Op-ed: Fitzgerald has done a fine job in the 203rd

By Nicholas Ear and Ethan Moreland

Isabella Fitzgerald, Democratic representative of the 203rd Legislative District of the Pennsylvania General Assembly, focuses a lot of her work on education, and ensuring all children get the proper education they deserve.

On Feb. 24, 2017, Fitzgerald co-sponsored and announced her plans to reintroduce Pennsylvania House Bill 754, which would provide full-day kindergarten services to children ages 3 to 5. This bill will provide many children with the initial ability to start their education early on in their lives with safety and plentiful resources. More recently, she also generously helped provide a $1 million grant to the West Oak Lane Branch of The Free Library of Philadelphia, stating, “Libraries are fundamental to revitalize our neighborhoods… They connect, they get to know each other, share concerns and look for solutions – and that’s how you build a community.”

Fitzgerald invests a lot in education and providing people of all backgrounds the opportunity to succeed, and works hard fighting for legislation that will improve the Philadelphia education system. In future proposals, Fitzgerald should work to establish programs with the intention of promoting mental health and wellness in teenagers.

Anxiety and stress-related illnesses are common and often go untreated in the teenage and minority communities. It is important for people to be educated on these topics and know how to identify and approach the conditions. Fitzgerald should make legislation proposing the creation of curriculums that help students avoid or handle stress-related illnesses, and provide programs for coping and treatment, making the school environment the academic and emotional haven it should be.
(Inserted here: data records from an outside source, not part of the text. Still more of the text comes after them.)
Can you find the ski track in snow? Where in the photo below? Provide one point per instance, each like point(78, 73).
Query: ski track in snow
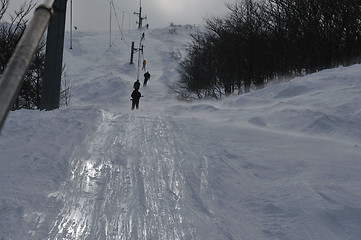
point(125, 183)
point(282, 163)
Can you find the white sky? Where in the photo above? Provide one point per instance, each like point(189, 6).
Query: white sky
point(94, 14)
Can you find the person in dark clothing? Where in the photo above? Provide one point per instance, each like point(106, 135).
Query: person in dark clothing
point(135, 98)
point(136, 84)
point(146, 78)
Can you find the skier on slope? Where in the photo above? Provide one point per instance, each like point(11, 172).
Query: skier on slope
point(136, 84)
point(146, 78)
point(135, 98)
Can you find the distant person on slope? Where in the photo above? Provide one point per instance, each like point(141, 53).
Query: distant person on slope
point(136, 84)
point(144, 64)
point(135, 98)
point(146, 78)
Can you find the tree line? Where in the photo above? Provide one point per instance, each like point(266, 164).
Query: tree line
point(10, 33)
point(260, 41)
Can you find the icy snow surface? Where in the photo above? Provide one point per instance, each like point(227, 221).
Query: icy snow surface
point(280, 163)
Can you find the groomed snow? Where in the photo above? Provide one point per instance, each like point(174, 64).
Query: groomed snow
point(279, 163)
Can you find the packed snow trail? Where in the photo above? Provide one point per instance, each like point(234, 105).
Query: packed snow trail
point(278, 163)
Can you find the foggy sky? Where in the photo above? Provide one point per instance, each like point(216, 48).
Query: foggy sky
point(95, 14)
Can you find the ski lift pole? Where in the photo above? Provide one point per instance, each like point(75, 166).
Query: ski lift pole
point(13, 76)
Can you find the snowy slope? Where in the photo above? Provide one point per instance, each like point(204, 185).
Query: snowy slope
point(279, 163)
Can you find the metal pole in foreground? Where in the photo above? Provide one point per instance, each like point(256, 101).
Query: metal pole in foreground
point(13, 76)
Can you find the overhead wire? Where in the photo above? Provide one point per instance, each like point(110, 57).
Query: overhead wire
point(120, 28)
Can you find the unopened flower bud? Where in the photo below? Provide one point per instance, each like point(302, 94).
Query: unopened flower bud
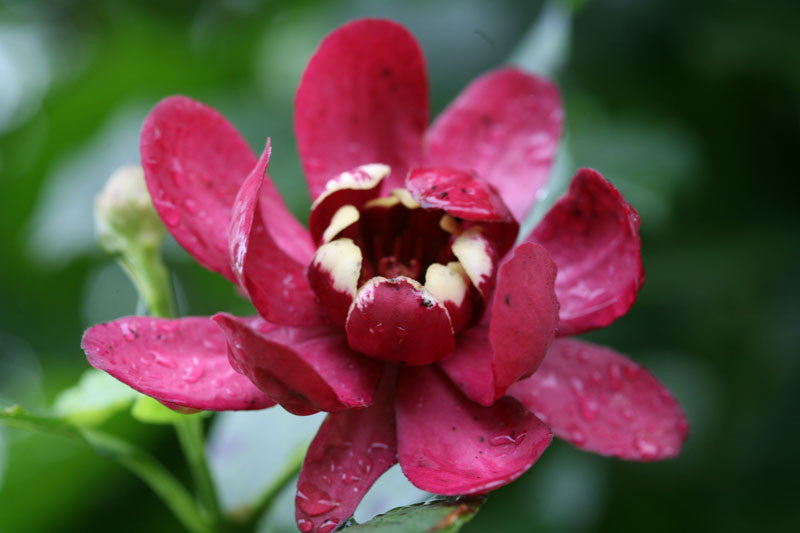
point(124, 214)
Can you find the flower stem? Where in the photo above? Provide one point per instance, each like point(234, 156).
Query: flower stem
point(151, 278)
point(190, 434)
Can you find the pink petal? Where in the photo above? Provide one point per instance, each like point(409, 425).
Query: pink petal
point(362, 99)
point(524, 315)
point(603, 402)
point(397, 320)
point(505, 126)
point(593, 235)
point(351, 450)
point(449, 445)
point(460, 194)
point(194, 163)
point(181, 362)
point(303, 369)
point(269, 254)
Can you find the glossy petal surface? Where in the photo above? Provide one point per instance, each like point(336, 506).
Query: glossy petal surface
point(194, 162)
point(181, 362)
point(349, 453)
point(450, 445)
point(303, 369)
point(362, 99)
point(603, 402)
point(505, 126)
point(592, 233)
point(274, 280)
point(397, 320)
point(522, 326)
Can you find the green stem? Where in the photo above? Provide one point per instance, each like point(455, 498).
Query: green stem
point(151, 278)
point(190, 435)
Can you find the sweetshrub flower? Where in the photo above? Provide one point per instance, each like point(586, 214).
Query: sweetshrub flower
point(404, 310)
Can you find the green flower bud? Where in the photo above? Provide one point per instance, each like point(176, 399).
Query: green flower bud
point(124, 214)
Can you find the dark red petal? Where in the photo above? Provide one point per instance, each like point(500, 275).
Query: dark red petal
point(592, 233)
point(194, 163)
point(505, 126)
point(362, 99)
point(303, 369)
point(460, 194)
point(354, 187)
point(269, 255)
point(603, 402)
point(524, 314)
point(181, 362)
point(522, 326)
point(450, 445)
point(334, 275)
point(397, 320)
point(350, 452)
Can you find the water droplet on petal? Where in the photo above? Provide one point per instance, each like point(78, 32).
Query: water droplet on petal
point(648, 449)
point(314, 501)
point(328, 525)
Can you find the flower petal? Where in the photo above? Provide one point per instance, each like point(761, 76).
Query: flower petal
point(352, 188)
point(303, 369)
point(593, 235)
point(349, 453)
point(181, 362)
point(524, 315)
point(449, 445)
point(398, 320)
point(194, 162)
point(334, 275)
point(505, 126)
point(269, 254)
point(460, 194)
point(603, 402)
point(363, 99)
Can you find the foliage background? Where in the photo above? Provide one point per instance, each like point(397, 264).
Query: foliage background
point(691, 108)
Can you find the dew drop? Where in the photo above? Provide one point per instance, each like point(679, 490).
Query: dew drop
point(190, 206)
point(328, 525)
point(648, 449)
point(314, 501)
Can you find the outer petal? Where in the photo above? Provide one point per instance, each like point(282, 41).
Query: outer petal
point(194, 163)
point(269, 257)
point(397, 320)
point(362, 99)
point(305, 370)
point(505, 125)
point(524, 316)
point(593, 235)
point(182, 362)
point(351, 450)
point(603, 402)
point(449, 445)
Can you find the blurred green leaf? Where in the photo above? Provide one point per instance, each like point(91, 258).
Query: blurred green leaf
point(96, 397)
point(159, 479)
point(439, 516)
point(151, 411)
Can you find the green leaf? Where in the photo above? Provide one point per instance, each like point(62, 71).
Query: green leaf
point(96, 397)
point(149, 470)
point(438, 516)
point(151, 411)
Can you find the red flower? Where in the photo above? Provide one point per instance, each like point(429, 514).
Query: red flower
point(403, 310)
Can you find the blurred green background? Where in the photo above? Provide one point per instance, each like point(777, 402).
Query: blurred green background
point(691, 108)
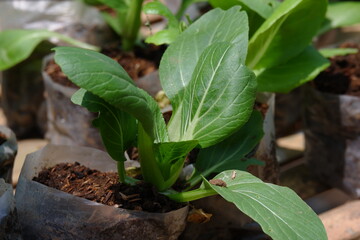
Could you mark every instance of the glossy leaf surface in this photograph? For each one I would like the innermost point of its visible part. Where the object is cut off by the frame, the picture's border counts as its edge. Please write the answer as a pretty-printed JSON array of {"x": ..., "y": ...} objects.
[
  {"x": 332, "y": 52},
  {"x": 284, "y": 35},
  {"x": 179, "y": 60},
  {"x": 279, "y": 211},
  {"x": 167, "y": 35}
]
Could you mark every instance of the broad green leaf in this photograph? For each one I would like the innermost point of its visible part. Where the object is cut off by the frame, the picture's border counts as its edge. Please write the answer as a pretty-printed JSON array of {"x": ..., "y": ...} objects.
[
  {"x": 159, "y": 8},
  {"x": 283, "y": 35},
  {"x": 165, "y": 36},
  {"x": 341, "y": 14},
  {"x": 257, "y": 10},
  {"x": 184, "y": 5},
  {"x": 113, "y": 22},
  {"x": 279, "y": 211},
  {"x": 263, "y": 8},
  {"x": 179, "y": 60},
  {"x": 332, "y": 52},
  {"x": 161, "y": 163},
  {"x": 17, "y": 45},
  {"x": 218, "y": 100},
  {"x": 299, "y": 70},
  {"x": 117, "y": 128},
  {"x": 106, "y": 79},
  {"x": 230, "y": 153}
]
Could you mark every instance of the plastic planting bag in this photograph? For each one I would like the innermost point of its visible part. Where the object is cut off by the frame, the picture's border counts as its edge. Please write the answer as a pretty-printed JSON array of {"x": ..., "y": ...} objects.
[
  {"x": 332, "y": 132},
  {"x": 47, "y": 213},
  {"x": 8, "y": 151},
  {"x": 9, "y": 226},
  {"x": 22, "y": 86},
  {"x": 70, "y": 124}
]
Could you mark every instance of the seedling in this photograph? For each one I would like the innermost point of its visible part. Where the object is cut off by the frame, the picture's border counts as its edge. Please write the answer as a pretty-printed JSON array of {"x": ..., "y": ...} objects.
[
  {"x": 212, "y": 93},
  {"x": 280, "y": 50}
]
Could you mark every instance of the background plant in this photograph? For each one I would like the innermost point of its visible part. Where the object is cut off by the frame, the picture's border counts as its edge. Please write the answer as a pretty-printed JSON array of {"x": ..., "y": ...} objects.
[
  {"x": 18, "y": 44},
  {"x": 211, "y": 106}
]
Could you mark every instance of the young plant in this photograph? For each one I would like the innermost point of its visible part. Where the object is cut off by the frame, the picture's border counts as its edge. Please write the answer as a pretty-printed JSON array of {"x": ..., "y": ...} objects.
[
  {"x": 280, "y": 50},
  {"x": 17, "y": 45},
  {"x": 212, "y": 92},
  {"x": 125, "y": 21}
]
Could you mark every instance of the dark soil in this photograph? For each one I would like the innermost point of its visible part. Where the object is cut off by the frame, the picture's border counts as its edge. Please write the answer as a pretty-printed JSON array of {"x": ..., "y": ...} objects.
[
  {"x": 137, "y": 64},
  {"x": 104, "y": 188},
  {"x": 262, "y": 108},
  {"x": 343, "y": 75}
]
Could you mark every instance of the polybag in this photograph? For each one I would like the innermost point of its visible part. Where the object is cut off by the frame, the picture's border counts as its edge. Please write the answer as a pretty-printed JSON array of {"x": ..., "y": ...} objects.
[
  {"x": 9, "y": 226},
  {"x": 22, "y": 86},
  {"x": 67, "y": 123},
  {"x": 47, "y": 213},
  {"x": 8, "y": 151},
  {"x": 332, "y": 134}
]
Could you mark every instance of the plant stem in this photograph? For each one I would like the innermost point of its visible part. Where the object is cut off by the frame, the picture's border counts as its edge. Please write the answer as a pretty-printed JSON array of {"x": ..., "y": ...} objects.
[
  {"x": 191, "y": 195},
  {"x": 121, "y": 171},
  {"x": 131, "y": 27}
]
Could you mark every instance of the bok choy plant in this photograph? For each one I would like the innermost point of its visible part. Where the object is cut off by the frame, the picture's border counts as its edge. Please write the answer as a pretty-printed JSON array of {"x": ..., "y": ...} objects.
[
  {"x": 17, "y": 45},
  {"x": 212, "y": 93},
  {"x": 280, "y": 49}
]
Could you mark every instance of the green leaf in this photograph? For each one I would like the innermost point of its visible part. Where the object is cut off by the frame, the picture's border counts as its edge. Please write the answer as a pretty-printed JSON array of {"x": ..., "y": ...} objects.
[
  {"x": 170, "y": 158},
  {"x": 230, "y": 153},
  {"x": 285, "y": 77},
  {"x": 179, "y": 60},
  {"x": 279, "y": 211},
  {"x": 257, "y": 11},
  {"x": 161, "y": 163},
  {"x": 332, "y": 52},
  {"x": 263, "y": 8},
  {"x": 117, "y": 128},
  {"x": 106, "y": 79},
  {"x": 116, "y": 4},
  {"x": 184, "y": 5},
  {"x": 218, "y": 100},
  {"x": 158, "y": 8},
  {"x": 341, "y": 14},
  {"x": 17, "y": 45},
  {"x": 283, "y": 35},
  {"x": 166, "y": 36}
]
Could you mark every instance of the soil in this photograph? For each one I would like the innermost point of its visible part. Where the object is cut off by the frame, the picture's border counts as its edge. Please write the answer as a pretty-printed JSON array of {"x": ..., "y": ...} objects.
[
  {"x": 343, "y": 75},
  {"x": 262, "y": 108},
  {"x": 104, "y": 188},
  {"x": 137, "y": 64}
]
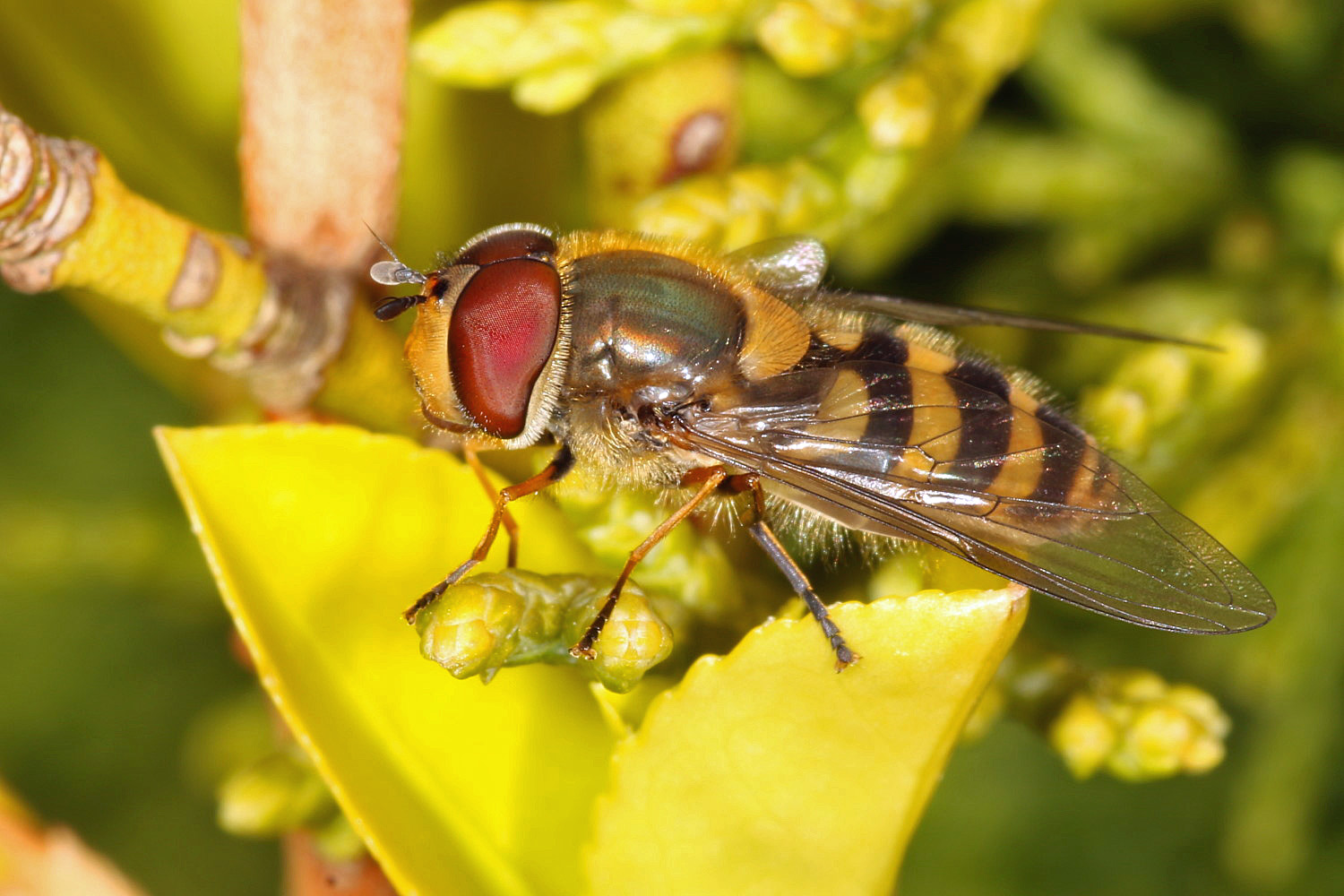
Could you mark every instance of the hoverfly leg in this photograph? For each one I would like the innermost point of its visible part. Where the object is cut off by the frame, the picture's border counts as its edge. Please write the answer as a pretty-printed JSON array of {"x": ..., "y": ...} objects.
[
  {"x": 558, "y": 466},
  {"x": 473, "y": 461},
  {"x": 765, "y": 536},
  {"x": 709, "y": 479}
]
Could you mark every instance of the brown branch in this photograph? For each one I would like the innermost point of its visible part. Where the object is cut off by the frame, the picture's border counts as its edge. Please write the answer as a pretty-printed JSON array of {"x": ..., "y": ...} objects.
[{"x": 323, "y": 83}]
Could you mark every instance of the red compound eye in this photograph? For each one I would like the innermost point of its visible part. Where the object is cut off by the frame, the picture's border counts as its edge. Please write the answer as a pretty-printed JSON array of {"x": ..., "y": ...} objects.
[
  {"x": 503, "y": 330},
  {"x": 505, "y": 245}
]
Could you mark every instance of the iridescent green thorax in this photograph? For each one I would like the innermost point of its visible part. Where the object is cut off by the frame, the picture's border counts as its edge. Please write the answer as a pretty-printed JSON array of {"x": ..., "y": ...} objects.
[{"x": 645, "y": 320}]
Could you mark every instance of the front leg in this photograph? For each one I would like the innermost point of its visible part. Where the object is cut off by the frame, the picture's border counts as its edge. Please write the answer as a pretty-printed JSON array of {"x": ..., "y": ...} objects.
[{"x": 559, "y": 465}]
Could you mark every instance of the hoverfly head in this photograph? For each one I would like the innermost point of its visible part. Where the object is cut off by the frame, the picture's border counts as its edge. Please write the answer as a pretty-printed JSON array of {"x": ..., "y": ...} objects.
[{"x": 491, "y": 335}]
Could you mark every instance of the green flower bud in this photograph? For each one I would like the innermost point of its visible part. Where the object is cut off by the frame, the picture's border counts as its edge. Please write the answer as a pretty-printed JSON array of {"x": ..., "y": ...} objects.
[
  {"x": 1137, "y": 727},
  {"x": 473, "y": 627},
  {"x": 495, "y": 619},
  {"x": 273, "y": 796}
]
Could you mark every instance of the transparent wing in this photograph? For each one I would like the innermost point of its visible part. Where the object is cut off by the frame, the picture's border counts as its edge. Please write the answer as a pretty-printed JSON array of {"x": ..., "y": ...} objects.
[{"x": 1018, "y": 492}]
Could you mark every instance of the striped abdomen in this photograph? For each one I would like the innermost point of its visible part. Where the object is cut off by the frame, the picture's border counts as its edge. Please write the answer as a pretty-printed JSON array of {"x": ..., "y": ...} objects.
[{"x": 951, "y": 422}]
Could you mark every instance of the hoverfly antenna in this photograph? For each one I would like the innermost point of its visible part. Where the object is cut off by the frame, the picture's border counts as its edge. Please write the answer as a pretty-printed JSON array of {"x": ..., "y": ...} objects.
[
  {"x": 394, "y": 306},
  {"x": 392, "y": 273}
]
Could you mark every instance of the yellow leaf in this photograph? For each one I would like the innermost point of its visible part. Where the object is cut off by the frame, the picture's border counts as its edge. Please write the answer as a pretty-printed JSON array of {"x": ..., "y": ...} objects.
[
  {"x": 768, "y": 772},
  {"x": 319, "y": 536}
]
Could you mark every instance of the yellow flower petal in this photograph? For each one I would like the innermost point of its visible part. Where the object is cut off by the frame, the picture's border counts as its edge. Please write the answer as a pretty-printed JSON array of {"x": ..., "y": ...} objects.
[
  {"x": 768, "y": 772},
  {"x": 319, "y": 536}
]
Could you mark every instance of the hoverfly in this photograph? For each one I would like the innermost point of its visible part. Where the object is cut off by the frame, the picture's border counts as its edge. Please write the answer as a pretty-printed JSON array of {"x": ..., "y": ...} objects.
[{"x": 660, "y": 365}]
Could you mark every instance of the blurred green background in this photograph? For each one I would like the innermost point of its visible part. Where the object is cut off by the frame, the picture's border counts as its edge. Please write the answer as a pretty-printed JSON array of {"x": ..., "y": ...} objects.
[{"x": 1171, "y": 164}]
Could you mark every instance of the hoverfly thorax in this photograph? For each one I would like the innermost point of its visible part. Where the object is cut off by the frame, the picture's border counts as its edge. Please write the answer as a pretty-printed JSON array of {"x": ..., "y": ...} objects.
[{"x": 489, "y": 339}]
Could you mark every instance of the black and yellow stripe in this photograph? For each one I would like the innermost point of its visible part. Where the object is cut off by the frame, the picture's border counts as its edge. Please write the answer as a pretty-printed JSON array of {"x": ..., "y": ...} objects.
[{"x": 941, "y": 409}]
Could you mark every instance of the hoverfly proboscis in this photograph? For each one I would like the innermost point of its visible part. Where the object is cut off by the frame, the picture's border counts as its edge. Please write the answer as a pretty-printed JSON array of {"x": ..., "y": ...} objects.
[{"x": 661, "y": 365}]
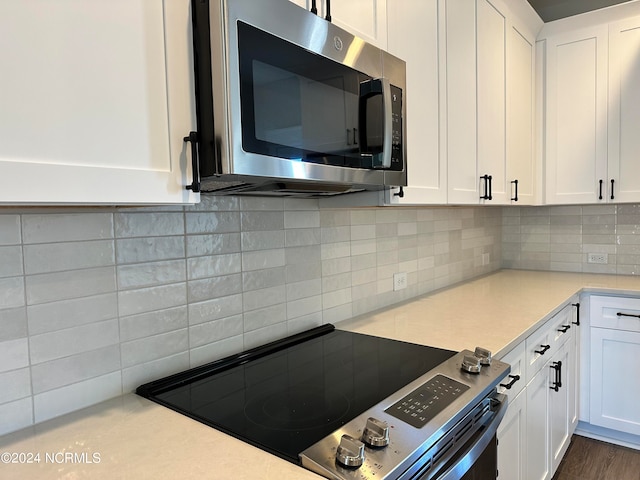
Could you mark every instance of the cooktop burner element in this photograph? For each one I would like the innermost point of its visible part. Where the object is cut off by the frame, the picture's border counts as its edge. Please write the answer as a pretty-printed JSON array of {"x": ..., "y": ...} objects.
[
  {"x": 347, "y": 405},
  {"x": 287, "y": 395}
]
Fitzgerald also strives to better the Philadelphia community in its entirety. She believes happiness is key in a healthy community. When she witnessed homeless people in the city of Philadelphia be oppressed through the proposal and passings of laws prohibiting acts such as begging and littering that deliberately targeted homeless persons, Fitzgerald decided to take matters into her own hands. She helped introduce the Homeless Bill of Rights, which is focused on ensuring the rights of citizens without homes are protected. She gave a voice to those who could not fight against the laws on their own. Fitzgerald fights to protect their right to vote, privacy, employment, and their very right to live as humans.

Fitzgerald sees the importance of available and equal healthcare for citizens of Philadelphia as well. She sponsored House Bill 339, which helps combat discriminatory medical malpractice. In some cases, physicians may provide less-than-adequate medical assistance to those with criminal records or of different backgrounds and ethnicities. With House Bill 339, those who provide medical malpractice are given criminal offenses.

Fitzgerald also fought for the rights and health of newborns, supporting legislation that requires medical screening for newborns in order to quickly identify and treat any possible physical and mental illnesses.

Fitzgerald represents the greatest number of people in a district also home to the largest percentage of minorities. She strives to create an open and caring community, and fight for the rights of the minorities she represents. Fitzgerald incessantly fights for equal opportunity and education for all people, regardless of background. She is a voice for the people, and, more importantly, the minority. ••

Nicholas and Ethan are seniors at Julia R. Masterman High School. In their social sciences class, they have been assigned a project to write an op-ed on their local state representative.